Role of the Drosophila non-visual ß-arrestin kurtz in hedgehog signalling

• Published in: PLoS genetics Vol. 7; no. 3; p. e1001335
• Main Authors: Molnar, Cristina, Ruiz-Gómez, Ana, Martín, Mercedes, Rojo-Berciano, Susana, Mayor, Federico, de Celis, Jose F
• Format: Journal Article
• Language: English
• Published: United States Public Library of Science 01.03.2011; Public Library of Science (PLoS)

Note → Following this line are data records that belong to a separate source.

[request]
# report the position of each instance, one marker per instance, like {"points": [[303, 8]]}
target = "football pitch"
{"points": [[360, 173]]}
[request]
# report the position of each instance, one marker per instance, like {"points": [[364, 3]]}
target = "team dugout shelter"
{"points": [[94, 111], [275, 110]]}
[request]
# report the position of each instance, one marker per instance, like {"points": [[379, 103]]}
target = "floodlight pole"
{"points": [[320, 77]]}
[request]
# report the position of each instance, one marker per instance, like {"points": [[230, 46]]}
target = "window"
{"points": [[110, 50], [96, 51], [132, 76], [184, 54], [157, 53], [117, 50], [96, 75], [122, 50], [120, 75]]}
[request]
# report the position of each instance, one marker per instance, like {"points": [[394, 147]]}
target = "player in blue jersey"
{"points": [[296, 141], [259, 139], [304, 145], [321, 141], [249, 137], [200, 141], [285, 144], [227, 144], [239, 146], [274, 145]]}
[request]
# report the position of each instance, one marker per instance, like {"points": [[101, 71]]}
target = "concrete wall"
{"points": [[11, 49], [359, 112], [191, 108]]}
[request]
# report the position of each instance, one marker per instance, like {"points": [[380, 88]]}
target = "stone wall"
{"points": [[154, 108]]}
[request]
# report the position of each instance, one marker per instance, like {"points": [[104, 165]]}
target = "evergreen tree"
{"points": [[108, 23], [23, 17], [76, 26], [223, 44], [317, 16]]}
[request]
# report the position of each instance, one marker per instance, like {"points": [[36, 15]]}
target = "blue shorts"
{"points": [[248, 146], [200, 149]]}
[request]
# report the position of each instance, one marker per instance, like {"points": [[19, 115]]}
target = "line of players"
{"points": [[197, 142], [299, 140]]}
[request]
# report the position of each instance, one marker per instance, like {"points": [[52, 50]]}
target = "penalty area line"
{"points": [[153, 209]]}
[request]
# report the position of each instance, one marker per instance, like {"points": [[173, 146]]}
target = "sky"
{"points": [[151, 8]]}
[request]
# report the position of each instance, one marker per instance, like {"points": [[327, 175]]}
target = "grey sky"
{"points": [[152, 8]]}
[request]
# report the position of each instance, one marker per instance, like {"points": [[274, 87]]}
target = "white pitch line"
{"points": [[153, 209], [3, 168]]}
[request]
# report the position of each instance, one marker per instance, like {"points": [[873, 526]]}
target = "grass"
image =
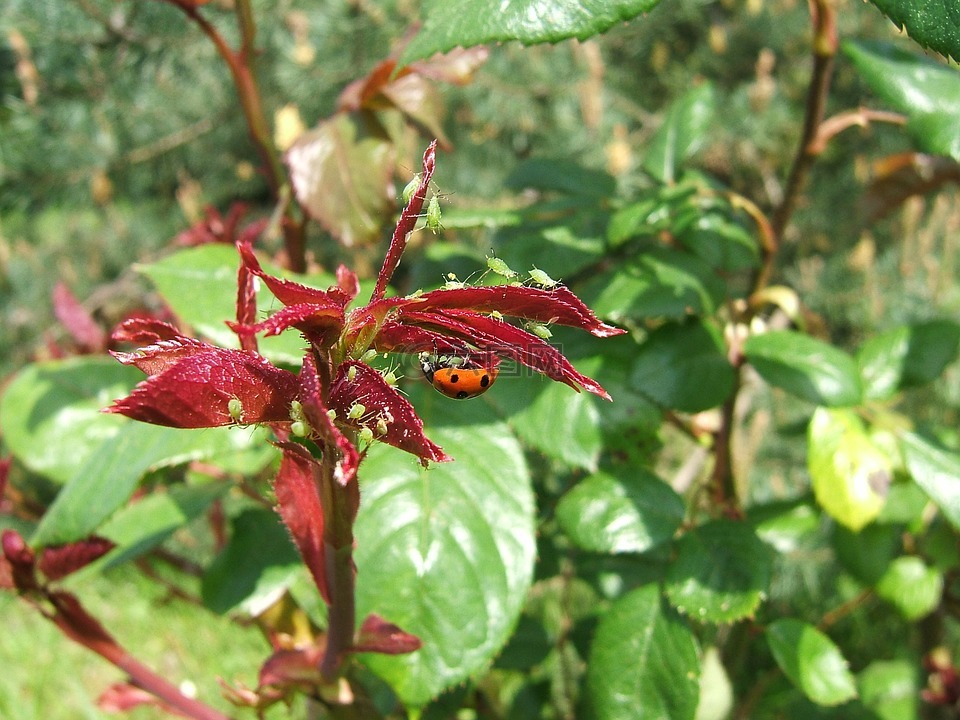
{"points": [[47, 677]]}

• Subjects: Animals; Arrestins - genetics; Arrestins - metabolism; Biochemistry/Cell Signaling and Trafficking Structures; Cell Line; Developmental Biology/Developmental Molecular Mechanisms; Developmental Biology/Molecular Development; Developmental Biology/Pattern Formation; Drosophila - genetics; Drosophila - metabolism; Drosophila melanogaster - genetics; Drosophila melanogaster - metabolism; Drosophila Proteins - genetics; Drosophila Proteins - metabolism; ErbB Receptors - metabolism; Female; Gene Expression Regulation, Developmental; Genetics and Genomics/Animal Genetics; Genetics and Genomics/Gene Function; Genotype & phenotype; Hedgehog Proteins - metabolism; Kinases; Male; Phenotype; Phosphorylation; Proteins; Receptors, G-Protein-Coupled - metabolism; Receptors, Notch - metabolism; RNA, Messenger - metabolism; Signal Transduction; Smoothened Receptor; Vertebrates; Wings, Animal - growth & development; Wings, Animal - metabolism
• ISSN: 1553-7404; 1553-7390; 1553-7404
• DOI: 10.1371/journal.pgen.1001335

The non-visual ß-arrestins are cytosolic proteins highly conserved across species that participate in a variety of signalling events, including plasma membrane receptor degradation, recycling, and signalling, and that can also act as scaffolding for kinases such as MAPK and Akt/PI3K. In Drosophila melanogaster, there is only a single non-visual ß-arrestin, encoded by kurtz, whose function is essential for neuronal activity. We have addressed the participation of Kurtz in signalling during the development of the imaginal discs, epithelial tissues requiring the activity of the Hedgehog, Wingless, EGFR, Notch, Insulin, and TGFβ pathways. Surprisingly, we found that the complete elimination of kurtz by genetic techniques has no major consequences in imaginal cells. In contrast, the over-expression of Kurtz in the wing disc causes a phenotype identical to the loss of Hedgehog signalling and prevents the expression of Hedgehog targets in the corresponding wing discs. The mechanism by which Kurtz antagonises Hedgehog signalling is to promote Smoothened internalization and degradation in a clathrin- and proteosomal-dependent manner. Intriguingly, the effects of Kurtz on Smoothened are independent of Gprk2 activity and of the activation state of the receptor. Our results suggest fundamental differences in the molecular mechanisms regulating receptor turnover and signalling in vertebrates and invertebrates, and they could provide important insights into divergent evolution of Hedgehog signalling in these organisms.